Złożony w środę w Sejmie prezydencki projekt nowelizacji ustawy o wsparciu kredytobiorców znajdujących się w trudnej sytuacji finansowej, którzy zaciągnęli kredyt mieszkaniowy wywołał dwojakie reakcje – ekonomiści go chwalą, frankowicze uważają, że nie rozwiązuje problemów najbardziej potrzebującym, bankowcy ostrzegaja przed skutkami dla sektora finansowego.

Grupujące frankowiczów stowarzyszenie "Stop Bankowemu Bezprawiu" negatywnie oceniło złożony w środę w Sejmie prezydencki projekt nowelizacji ustawy o wsparciu kredytobiorców znajdujących się w trudnej sytuacji finansowej, którzy zaciągnęli kredyt mieszkaniowy.

Stop Bankowemu Bezprawiu przypomina o obietnicach prezydenta

"Stowarzyszenie odbiera obecny projekt Prezydenta jako dowód na złamanie kolejnej obietnicy złożonej naszemu środowisku" - głosi oświadczenie SBB przekazane w środę PAP.

SBB przypomina o obietnicy przewalutowania kredytów bankowych

"Z niepokojem przyglądamy się ewolucji poglądów Prezydenta od postawy sprzyjającej Polakom i chętnej do pomocy w walce z potężnym przeciwnikiem jakim jest lobby bankowe niszczące polską gospodarkę do postawy wspierającej nieuczciwość w Polsce i konserwującej zdobyte w sposób nielegalny zyski banków" - czytamy w oświadczeniu SBB.


Czytaj więcej
franki szwajcarskie 1200.jpg
Do Sejmu wpłynął prezydencki projekt pomagający m.in. frankowiczom. "Tonący" kredytobiorcy otrzymają realne wsparcie


"Stowarzyszenie przypomina, że Prezydent dał bankom rok czasu na dobrowolną restrukturyzację kredytów pseudowalutowych.
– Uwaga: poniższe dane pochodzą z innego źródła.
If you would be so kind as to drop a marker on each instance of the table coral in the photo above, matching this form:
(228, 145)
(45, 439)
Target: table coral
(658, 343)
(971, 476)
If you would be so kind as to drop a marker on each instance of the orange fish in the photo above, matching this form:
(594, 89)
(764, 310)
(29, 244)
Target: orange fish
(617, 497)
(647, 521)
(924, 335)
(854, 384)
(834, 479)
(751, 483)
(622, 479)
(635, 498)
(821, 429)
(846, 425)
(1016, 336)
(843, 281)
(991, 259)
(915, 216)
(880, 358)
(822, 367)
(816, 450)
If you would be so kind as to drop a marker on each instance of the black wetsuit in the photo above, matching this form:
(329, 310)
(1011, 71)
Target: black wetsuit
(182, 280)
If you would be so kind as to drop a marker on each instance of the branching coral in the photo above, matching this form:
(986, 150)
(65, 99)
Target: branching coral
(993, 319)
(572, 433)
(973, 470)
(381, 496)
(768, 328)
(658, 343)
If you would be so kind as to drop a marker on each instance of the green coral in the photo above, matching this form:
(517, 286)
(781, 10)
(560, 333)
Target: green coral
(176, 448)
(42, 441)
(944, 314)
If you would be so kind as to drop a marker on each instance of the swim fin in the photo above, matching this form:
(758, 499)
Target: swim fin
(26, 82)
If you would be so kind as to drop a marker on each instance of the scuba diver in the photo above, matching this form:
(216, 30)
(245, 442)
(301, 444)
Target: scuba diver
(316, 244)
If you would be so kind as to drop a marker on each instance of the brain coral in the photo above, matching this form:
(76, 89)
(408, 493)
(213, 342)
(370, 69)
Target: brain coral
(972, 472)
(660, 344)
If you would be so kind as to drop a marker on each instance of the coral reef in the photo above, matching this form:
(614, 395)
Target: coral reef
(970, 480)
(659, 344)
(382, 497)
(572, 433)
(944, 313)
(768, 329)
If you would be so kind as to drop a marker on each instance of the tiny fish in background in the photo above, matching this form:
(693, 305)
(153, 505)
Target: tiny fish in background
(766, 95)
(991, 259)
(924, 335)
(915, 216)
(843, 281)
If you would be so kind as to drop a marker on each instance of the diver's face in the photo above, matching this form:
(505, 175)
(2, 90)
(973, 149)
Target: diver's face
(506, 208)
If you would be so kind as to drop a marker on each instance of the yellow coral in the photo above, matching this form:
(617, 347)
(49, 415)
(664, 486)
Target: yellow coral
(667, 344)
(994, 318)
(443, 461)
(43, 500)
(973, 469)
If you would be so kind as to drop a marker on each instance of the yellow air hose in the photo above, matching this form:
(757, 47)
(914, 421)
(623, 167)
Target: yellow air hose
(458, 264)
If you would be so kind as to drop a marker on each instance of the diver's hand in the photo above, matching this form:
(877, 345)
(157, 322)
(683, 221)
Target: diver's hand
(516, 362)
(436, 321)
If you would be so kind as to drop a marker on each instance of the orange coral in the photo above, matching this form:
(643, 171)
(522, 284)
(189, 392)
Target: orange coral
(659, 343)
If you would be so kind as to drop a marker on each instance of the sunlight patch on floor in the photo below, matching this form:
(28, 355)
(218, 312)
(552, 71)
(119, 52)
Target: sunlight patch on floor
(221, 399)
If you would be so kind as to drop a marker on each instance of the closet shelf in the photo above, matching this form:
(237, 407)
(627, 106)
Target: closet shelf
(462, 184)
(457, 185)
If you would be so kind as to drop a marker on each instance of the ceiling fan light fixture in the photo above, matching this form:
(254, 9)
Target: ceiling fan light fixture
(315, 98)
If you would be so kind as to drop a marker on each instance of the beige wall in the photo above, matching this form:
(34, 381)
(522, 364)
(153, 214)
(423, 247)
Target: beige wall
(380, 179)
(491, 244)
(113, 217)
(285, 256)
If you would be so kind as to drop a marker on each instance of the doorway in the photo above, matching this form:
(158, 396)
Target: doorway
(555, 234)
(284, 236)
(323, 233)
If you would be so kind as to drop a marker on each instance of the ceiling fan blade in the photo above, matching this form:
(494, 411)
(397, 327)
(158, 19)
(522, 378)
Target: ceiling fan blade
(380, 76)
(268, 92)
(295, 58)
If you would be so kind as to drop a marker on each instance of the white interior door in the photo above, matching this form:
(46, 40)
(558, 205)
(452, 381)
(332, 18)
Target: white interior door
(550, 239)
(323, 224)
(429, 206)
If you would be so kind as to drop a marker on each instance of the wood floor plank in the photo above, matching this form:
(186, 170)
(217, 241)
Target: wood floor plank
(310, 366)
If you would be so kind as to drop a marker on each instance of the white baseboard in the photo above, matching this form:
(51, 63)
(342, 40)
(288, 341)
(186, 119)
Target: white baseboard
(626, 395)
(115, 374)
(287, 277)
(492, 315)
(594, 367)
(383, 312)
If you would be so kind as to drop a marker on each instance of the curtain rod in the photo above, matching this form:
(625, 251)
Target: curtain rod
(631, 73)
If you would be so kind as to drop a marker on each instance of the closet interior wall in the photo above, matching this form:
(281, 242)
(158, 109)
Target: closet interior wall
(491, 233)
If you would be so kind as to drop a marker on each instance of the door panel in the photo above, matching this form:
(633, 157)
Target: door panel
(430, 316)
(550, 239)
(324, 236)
Po upływie tego terminu miało nastąpić ustawowe zmuszenie banków do odwalutowania tych kredytów. W tym czasie banki nie wykazały choćby minimalnych chęci do rozmów z klientami. Tym samym Prezydent po raz kolejny złamał obietnicę składając projekt, który ma tylko zachęcać do +polubownego+ rozwiązania" - dodali frankowicze.

Ich zdaniem fundusz wsparcia, o którym mówi inicjatywa ustawodawcza prezydenta, to "rozwiązanie poboczne, niezwiązane z samym problemem nielegalnych umów".

SBB: ustawa nie obejmuje pomocy dla najbardziej potrzebujących

"W zakresie funduszu wsparcia kredytobiorców będących w trudnej sytuacji materialnej doceniamy chęć jego naprawy. Dostrzegając potencjalnie możliwe korzyści z jego istnienia, należy jednak stwierdzić, że do tej pory nie funkcjonował on praktycznie wcale, a zaproponowane zmiany przez Prezydenta będą wymagały dalszych prac. Inaczej, w dalszym ciągu to banki będą decydowały, czy wsparcie dla osób niszczonych finansowo przez nie same, będzie przyznane. Należy też zauważyć, że rozwiązanie to nie obejmuje osób z już wypowiedzianą umową, które najbardziej potrzebują wsparcia" - głosi oświadczenie SBB.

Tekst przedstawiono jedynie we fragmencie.